Now, he is getting some long deserved recognition. Already mentioned on NPR, BBC, in magazines like XLR8R and having performed at Live 8, Emmanuel Jal's debut Ceasefire is a strong entry into the Western music scene. The album, in reality, is Jal's duet with Abdel Gadir Salim, another Sudanese musician. The collaboration is supposed to represent the coming together of two Sudanese men, a Christian and a Muslim and show how they can sort out thier differences peacefully.
The music mixes the sounds of Sudan with funky bass lines (reminiscent of Kwaito) and Middle Eastern drum beats. There is also no set language, as Jal raps in English, Swahili, Arabic, Dinka and Nuer (the last two are both Sudanese dialects). But you don't have to speak any of these languages to understand the messages Jal is trying to get across.
Songs like “Elengwen” and “Gua” speak to the specific crisis that is occurring in Sudan right now. Jal begs his listeners to stop the fighting and strive for peace; that the only differences between the people fighting are beliefs. The song “Nyambol” advocates education for women. “Asabi” is Jal's own story and how he survived his difficult childhood. Interspersed between these songs are pieces of traditional music, performed by Abdel Gadir Salim. Some examples are “Lemon Bara” and “Gamearina”, two beautiful songs that incorporate the traditional sounds of Sudan, balancing the album's modern style of Hip Hop. It is interesting to hear, because it is, in a way, a musical reminder of where Emmanuel Jal got his start. You can find the translated lyrics to Ceasefire here.

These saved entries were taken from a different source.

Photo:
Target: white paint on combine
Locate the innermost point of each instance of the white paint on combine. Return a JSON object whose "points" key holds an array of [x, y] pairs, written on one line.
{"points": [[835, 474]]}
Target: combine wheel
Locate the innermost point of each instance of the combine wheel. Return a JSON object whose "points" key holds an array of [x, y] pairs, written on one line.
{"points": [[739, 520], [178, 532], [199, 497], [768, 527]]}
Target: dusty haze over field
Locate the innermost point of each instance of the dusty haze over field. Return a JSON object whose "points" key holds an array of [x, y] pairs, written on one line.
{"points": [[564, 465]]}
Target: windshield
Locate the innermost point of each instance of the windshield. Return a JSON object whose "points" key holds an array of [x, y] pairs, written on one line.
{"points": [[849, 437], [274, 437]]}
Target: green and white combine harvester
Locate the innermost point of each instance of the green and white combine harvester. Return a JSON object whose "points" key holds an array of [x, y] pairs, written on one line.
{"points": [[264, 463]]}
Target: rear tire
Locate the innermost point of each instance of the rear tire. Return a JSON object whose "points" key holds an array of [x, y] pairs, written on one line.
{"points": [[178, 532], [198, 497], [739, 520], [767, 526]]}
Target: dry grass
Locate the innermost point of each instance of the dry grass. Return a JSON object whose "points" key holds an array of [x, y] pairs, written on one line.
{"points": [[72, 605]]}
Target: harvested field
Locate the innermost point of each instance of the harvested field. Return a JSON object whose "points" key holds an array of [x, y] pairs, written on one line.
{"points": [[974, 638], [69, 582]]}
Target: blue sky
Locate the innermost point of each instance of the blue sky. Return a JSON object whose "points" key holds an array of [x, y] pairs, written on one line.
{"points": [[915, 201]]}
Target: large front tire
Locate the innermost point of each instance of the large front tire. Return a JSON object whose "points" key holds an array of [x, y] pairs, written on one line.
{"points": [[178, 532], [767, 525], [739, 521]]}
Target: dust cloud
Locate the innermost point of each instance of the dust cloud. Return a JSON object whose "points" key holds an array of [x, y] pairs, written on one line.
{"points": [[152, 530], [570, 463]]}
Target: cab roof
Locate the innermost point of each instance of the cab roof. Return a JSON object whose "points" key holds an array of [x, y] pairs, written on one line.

While Emmanuel Jal is being hailed Africa's hot new rapper, it's sadly not likely that his tracks will get much play on Hot 97 or at H2O. The audience who he is being marketed to are intellectuals, activists and the people who are more likely to buy Kronos Quartet and Putumayo CDs than Jay-Z or Fiddy. Which is a shame really. Maybe if more mainstream rappers took Jal's lead, we'd actually have mainstream hip hop activism. Not just Kanye telling us not to buy conflict free diamonds.
You can find Ceasefire at Amazon or most local retail shops.